The Mesa serves several functions for Albuquerqueans. Unfortunately, one of them is as a dumping ground…for refuse of all types. A visitor on the Mesa might drive up on trashed washers and broken furniture. Or he might discover up a human body. News reports over the years tell of numerous corpses in varying states of decay showing up. Most…if not all…were victims of foul play. The most gruesome find was uncovered when a local resident walking her dog on February 2, 2009 found a human bone. The subsequent investigation exhumed the remains of eleven women and an unborn fetus buried in the same area. The ages of the women ranged from fifteen to thirty-two, and most were believed to be prostitutes. To the best of my knowledge, the murders have never been solved. So BJ’s former APD partner, Detective Gene Enriquez had good reason to believe the Haitian thug, Jackie Costas, would turn up on the Mesa if, in fact, he was dead.

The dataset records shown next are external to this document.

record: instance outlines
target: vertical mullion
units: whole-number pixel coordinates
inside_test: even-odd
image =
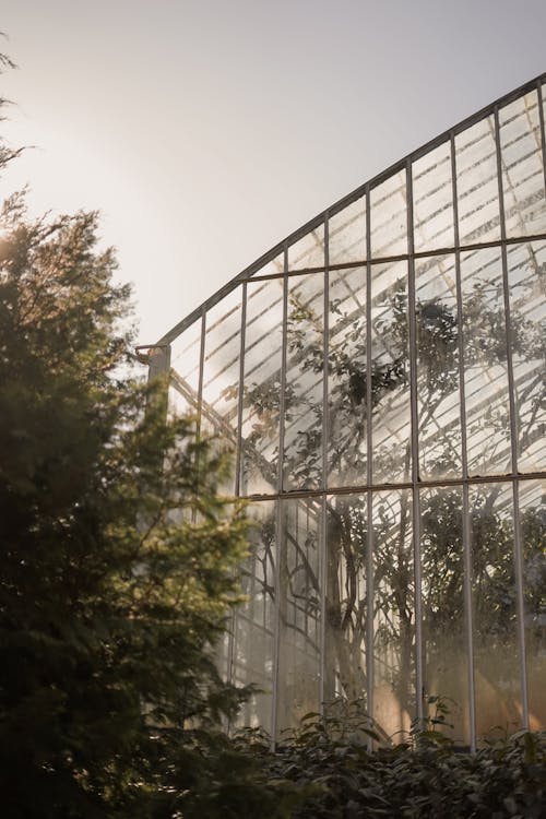
[[[544,170],[544,195],[546,197],[546,136],[544,129],[544,105],[543,105],[543,85],[541,80],[536,81],[536,94],[538,96],[538,117],[541,121],[541,144],[543,150],[543,170]]]
[[[515,407],[515,384],[513,377],[512,359],[512,327],[510,317],[510,294],[508,281],[508,252],[506,245],[506,222],[505,222],[505,197],[502,190],[502,157],[500,151],[500,128],[499,128],[499,107],[495,106],[495,140],[497,144],[497,176],[499,185],[499,212],[500,212],[500,236],[502,239],[502,290],[505,298],[505,332],[507,345],[507,367],[508,367],[508,393],[510,403],[510,443],[513,476],[513,559],[515,573],[515,602],[518,612],[518,648],[520,654],[520,685],[521,685],[521,704],[522,704],[522,723],[529,725],[529,707],[527,707],[527,670],[525,666],[525,622],[524,622],[524,602],[523,602],[523,568],[521,554],[521,533],[519,520],[519,498],[518,498],[518,422]]]
[[[242,283],[239,353],[239,395],[237,402],[237,449],[235,452],[235,495],[240,496],[242,449],[242,400],[245,393],[245,346],[247,328],[247,283]]]
[[[283,491],[283,461],[284,461],[284,404],[286,389],[286,328],[288,307],[288,246],[284,246],[284,276],[283,276],[283,332],[281,349],[281,395],[278,396],[278,464],[277,464],[277,496]],[[278,714],[278,664],[281,637],[281,551],[282,539],[285,537],[283,526],[283,501],[276,500],[276,537],[275,537],[275,613],[273,628],[273,697],[271,702],[271,741],[275,746],[277,736]]]
[[[373,719],[373,480],[372,462],[372,383],[371,383],[371,214],[370,189],[366,187],[366,682],[367,710]],[[370,750],[372,740],[369,739]]]
[[[319,711],[324,707],[324,682],[327,677],[327,583],[328,583],[328,538],[327,538],[327,489],[328,489],[328,444],[329,444],[329,343],[330,343],[330,214],[324,215],[324,300],[322,318],[322,502],[319,533],[319,583],[320,583],[320,677]]]
[[[455,138],[451,132],[451,183],[453,190],[453,225],[455,239],[455,288],[456,288],[456,332],[459,340],[459,399],[461,413],[461,466],[463,476],[463,601],[465,640],[467,653],[467,686],[468,686],[468,722],[471,750],[476,750],[476,687],[474,679],[474,633],[472,610],[472,558],[471,558],[471,527],[468,503],[468,454],[466,441],[466,395],[464,372],[464,339],[463,339],[463,296],[461,285],[461,250],[459,244],[459,200],[456,192],[456,158]]]
[[[417,412],[417,329],[415,296],[415,258],[413,229],[413,180],[412,162],[406,162],[406,202],[407,202],[407,250],[408,250],[408,288],[407,310],[410,323],[410,402],[412,436],[412,520],[414,547],[414,583],[415,583],[415,688],[417,719],[423,717],[423,605],[422,605],[422,567],[420,567],[420,505],[419,505],[419,442]]]
[[[206,334],[206,309],[203,306],[201,311],[201,343],[200,343],[200,349],[199,349],[199,382],[198,382],[198,419],[197,419],[197,426],[195,426],[195,440],[199,443],[201,440],[201,415],[202,415],[202,408],[203,408],[203,373],[204,373],[204,354],[205,354],[205,334]],[[199,473],[200,473],[200,453],[199,449],[197,452],[197,463],[195,463],[195,470],[197,470],[197,484],[199,487]],[[193,505],[193,508],[191,510],[191,522],[195,523],[197,520],[197,509]]]
[[[202,413],[202,404],[203,404],[205,335],[206,335],[206,310],[203,307],[203,310],[201,312],[201,344],[200,344],[200,349],[199,349],[198,424],[197,424],[198,440],[201,438],[201,413]]]
[[[235,495],[240,496],[240,471],[241,471],[241,441],[242,441],[242,393],[245,385],[245,328],[247,321],[247,283],[242,284],[241,298],[241,327],[240,327],[240,347],[239,347],[239,394],[237,400],[237,444],[235,452]],[[254,580],[256,557],[252,562],[252,583]],[[230,629],[228,632],[227,648],[227,677],[229,682],[234,682],[234,656],[235,656],[235,632],[237,627],[237,612],[233,607],[229,617]]]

A Petroglyph at Boca Negra

The Mesa is also a place for more pleasant activities. Some 7,244 acres were set aside in 1990 as the Petroglyph National Monument, a partnership between the National Park Service and the City of Albuquerque Open Space Division to protect thousands of Puebloan and Spanish rock glyphs strung out over places with exotic names such as Rinconada Canyon, Piedras Marcadas, Boca Negra, and the like. Most of the petroglyphs were made by striking or scratching boulders on the walls of the escarpment or on boulders that had broken off and fallen free. Some of the designs are clearly religious, others depict humans or animals. A single petroglyph can mean different things to different Pueblo cultures.

The Escarpment with a view of the Five Sisters
When Charlie Weeks, an ex-policeman who works with BJ, drove Paul’s old Plymouth to the top of the escarpment to rendezvous with the bad guys, he drove right past Rinconada, which is said to contain over 1,000 petroglyphs.

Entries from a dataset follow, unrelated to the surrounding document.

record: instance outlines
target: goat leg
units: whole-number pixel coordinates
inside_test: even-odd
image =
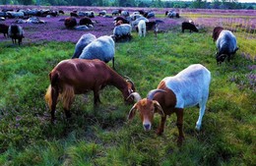
[[[96,89],[94,90],[94,96],[95,96],[94,103],[95,103],[95,106],[96,106],[97,103],[100,103],[100,100],[99,100],[99,88],[96,88]]]
[[[166,121],[166,115],[161,117],[160,125],[159,129],[157,130],[157,135],[160,136],[160,135],[161,135],[163,133],[163,128],[164,128],[165,121]]]
[[[184,138],[183,134],[183,109],[176,109],[175,113],[177,115],[177,128],[178,128],[178,140],[177,143],[180,145],[182,144]]]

The Albuquerque Basin in the central Rio Grande Valley has a long history of human activity. There are 36 recorded Paleoindian sites on the Mesa and a total of 59 such locales throughout the basin. Many are short-term camps and processing areas likely set up after successful bison kills around shallow playa basins, some of which likely held water at the time. Stone artifacts suggest the Folsom people processed animals they had killed and mended weapons before moving on.

Peleoindian or Spanish?

The Volcanoes on the West Mesa
Like many young people, BJ spent time on the Mesa, and being history-driven, often felt the presence of these long-vanished people. He enjoyed parking at the edge of the escarpment and looking out across the broad valley to Albuquerque and the Sandia-Manzano range beyond. Sometimes he was alone. Other times, he was with a friend or friends guzzling illegal cans of beer and discussing things important to teenagers: who was going with whom, and the lame effort of the football team in last Friday’s game. They enjoyed the vivid sunsets to the west and watching the light fade from the sky and lights pop on in the valley to the east. When darkness had fallen, the vast carpet of colorful lights in the valley made Albuquerque look far larger than it actually was.

His experience has been shared by countless people over the years. With its magnificent vista and its aura of timelessness, history, and danger, it is a magnet to youngsters of all ages. Even I have spent a few hours there, giving my imagination free rein. Could the dramatic ending of The Zozobra Incident have had its genesis there those many years ago?